Although it's not likely to happen, if ten WUs are completed and none can be uploaded, the oldest one will be deleted so that a new WU can be downloaded.
Re: general questions about WUs
Posted: Thu Feb 26, 2009 5:57 pm
by MtM
Miscommunication I think. I ment the above example, but with the corrupted queue.dat indicating to the client that slot 5 is empty ( without having uploaded the wuresults_05.dat file ). So the client will not continue to try to upload as it thinks the slot is empty.
Would the client just use the slot, since the queue indicates the slot is empty? I would assume so. But what happens when that wu is done, will the new resultsfile overwrite the old one, or will it error out and dismiss the just folded wu because it doesn't want to overwrite an existing results file?

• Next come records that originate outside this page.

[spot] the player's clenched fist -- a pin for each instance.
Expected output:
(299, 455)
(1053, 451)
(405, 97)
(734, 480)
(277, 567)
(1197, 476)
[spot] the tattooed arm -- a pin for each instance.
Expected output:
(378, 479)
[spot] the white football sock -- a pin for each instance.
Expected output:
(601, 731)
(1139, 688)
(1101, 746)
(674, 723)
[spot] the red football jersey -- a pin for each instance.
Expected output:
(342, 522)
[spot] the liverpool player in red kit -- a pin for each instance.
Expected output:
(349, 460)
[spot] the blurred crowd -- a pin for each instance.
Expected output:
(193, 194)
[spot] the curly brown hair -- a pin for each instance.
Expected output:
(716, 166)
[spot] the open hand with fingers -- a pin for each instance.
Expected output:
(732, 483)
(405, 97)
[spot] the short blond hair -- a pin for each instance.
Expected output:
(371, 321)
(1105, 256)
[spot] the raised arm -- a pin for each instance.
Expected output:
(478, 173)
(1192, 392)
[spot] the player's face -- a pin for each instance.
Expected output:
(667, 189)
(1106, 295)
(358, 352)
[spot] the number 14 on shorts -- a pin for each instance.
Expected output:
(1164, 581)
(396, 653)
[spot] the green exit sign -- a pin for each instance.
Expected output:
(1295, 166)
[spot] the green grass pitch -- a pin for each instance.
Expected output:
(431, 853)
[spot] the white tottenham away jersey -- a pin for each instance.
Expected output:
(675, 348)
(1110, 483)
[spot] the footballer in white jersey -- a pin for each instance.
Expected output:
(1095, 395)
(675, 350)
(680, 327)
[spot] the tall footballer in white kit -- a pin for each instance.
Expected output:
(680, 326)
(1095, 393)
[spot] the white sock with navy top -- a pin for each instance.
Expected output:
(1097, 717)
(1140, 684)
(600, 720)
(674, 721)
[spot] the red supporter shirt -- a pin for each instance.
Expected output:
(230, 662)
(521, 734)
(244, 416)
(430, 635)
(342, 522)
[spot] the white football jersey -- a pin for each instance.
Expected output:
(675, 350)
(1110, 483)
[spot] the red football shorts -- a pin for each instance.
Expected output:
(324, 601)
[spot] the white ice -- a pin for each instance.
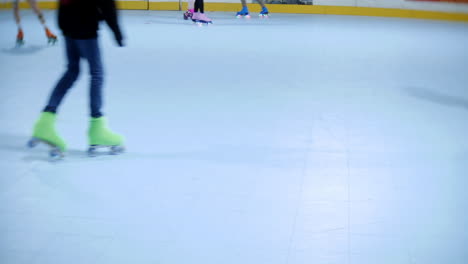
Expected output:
(295, 139)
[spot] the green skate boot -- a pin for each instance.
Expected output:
(100, 136)
(44, 132)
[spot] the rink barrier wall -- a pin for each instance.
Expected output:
(292, 9)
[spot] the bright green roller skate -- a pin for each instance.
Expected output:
(100, 136)
(44, 132)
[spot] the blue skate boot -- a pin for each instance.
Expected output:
(243, 13)
(263, 13)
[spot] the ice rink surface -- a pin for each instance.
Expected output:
(296, 139)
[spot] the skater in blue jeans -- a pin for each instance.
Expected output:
(79, 21)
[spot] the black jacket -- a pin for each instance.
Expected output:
(79, 19)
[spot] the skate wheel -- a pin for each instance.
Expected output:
(33, 142)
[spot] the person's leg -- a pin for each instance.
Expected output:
(244, 3)
(69, 77)
(89, 48)
(20, 35)
(261, 3)
(98, 133)
(245, 11)
(52, 38)
(44, 129)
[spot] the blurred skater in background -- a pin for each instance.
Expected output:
(20, 36)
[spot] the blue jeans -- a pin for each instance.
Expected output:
(76, 49)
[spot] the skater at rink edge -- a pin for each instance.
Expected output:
(20, 36)
(190, 9)
(79, 21)
(245, 11)
(199, 14)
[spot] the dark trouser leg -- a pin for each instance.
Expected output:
(89, 49)
(199, 6)
(67, 80)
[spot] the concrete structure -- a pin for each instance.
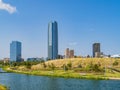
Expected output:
(96, 49)
(67, 53)
(15, 51)
(52, 40)
(71, 54)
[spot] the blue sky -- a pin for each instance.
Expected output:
(80, 24)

Re: general questions about WUs
Posted: Thu Feb 26, 2009 8:56 pm
by bruce
If the client thinks the slot is empty, technically, the wuresults file is already lost. We already talked about that. You can choose to use qfix but if you don't use it a new WU will eventually be downloaded because the slot is empty and queue.dat is not corrupt.

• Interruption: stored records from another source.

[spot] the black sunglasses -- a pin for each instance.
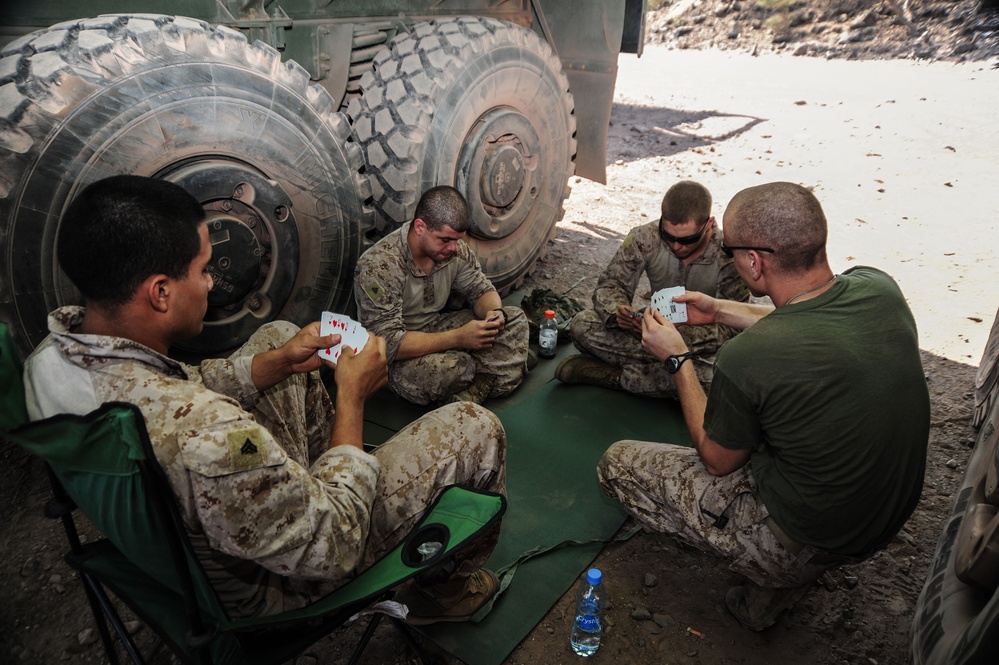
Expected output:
(730, 249)
(683, 240)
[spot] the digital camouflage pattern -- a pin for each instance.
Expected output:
(395, 296)
(595, 331)
(540, 300)
(668, 489)
(275, 516)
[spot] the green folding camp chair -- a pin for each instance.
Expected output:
(103, 464)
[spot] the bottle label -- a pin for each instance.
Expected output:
(588, 622)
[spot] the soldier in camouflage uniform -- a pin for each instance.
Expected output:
(809, 449)
(405, 288)
(281, 502)
(680, 249)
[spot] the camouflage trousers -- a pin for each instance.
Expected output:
(435, 376)
(667, 489)
(641, 372)
(456, 444)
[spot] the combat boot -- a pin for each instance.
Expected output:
(476, 392)
(583, 368)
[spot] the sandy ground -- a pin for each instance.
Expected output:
(901, 154)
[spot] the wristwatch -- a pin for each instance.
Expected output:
(673, 362)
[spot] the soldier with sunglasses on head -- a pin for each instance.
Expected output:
(681, 248)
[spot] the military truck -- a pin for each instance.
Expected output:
(956, 619)
(307, 129)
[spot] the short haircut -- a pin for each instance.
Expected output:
(687, 201)
(120, 230)
(785, 217)
(444, 206)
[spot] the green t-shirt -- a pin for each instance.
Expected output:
(830, 396)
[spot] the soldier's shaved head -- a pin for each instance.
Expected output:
(783, 216)
(444, 206)
(686, 201)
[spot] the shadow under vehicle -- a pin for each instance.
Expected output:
(307, 129)
(956, 621)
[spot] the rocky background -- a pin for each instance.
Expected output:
(934, 30)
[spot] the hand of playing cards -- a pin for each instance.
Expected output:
(662, 302)
(351, 333)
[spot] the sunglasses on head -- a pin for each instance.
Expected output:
(682, 240)
(729, 250)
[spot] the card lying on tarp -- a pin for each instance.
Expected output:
(351, 333)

Re: general questions about WUs
Posted: Fri Feb 27, 2009 9:33 am
by MtM
Ok I was just wondering if it would lead to troubles if there is an existing results file which the client doesn't know about. Would be ashame if it started on that slot, proceeded to 100% and then error out since it for some reason might not overwrite the existing results file
Sorry for the confusion.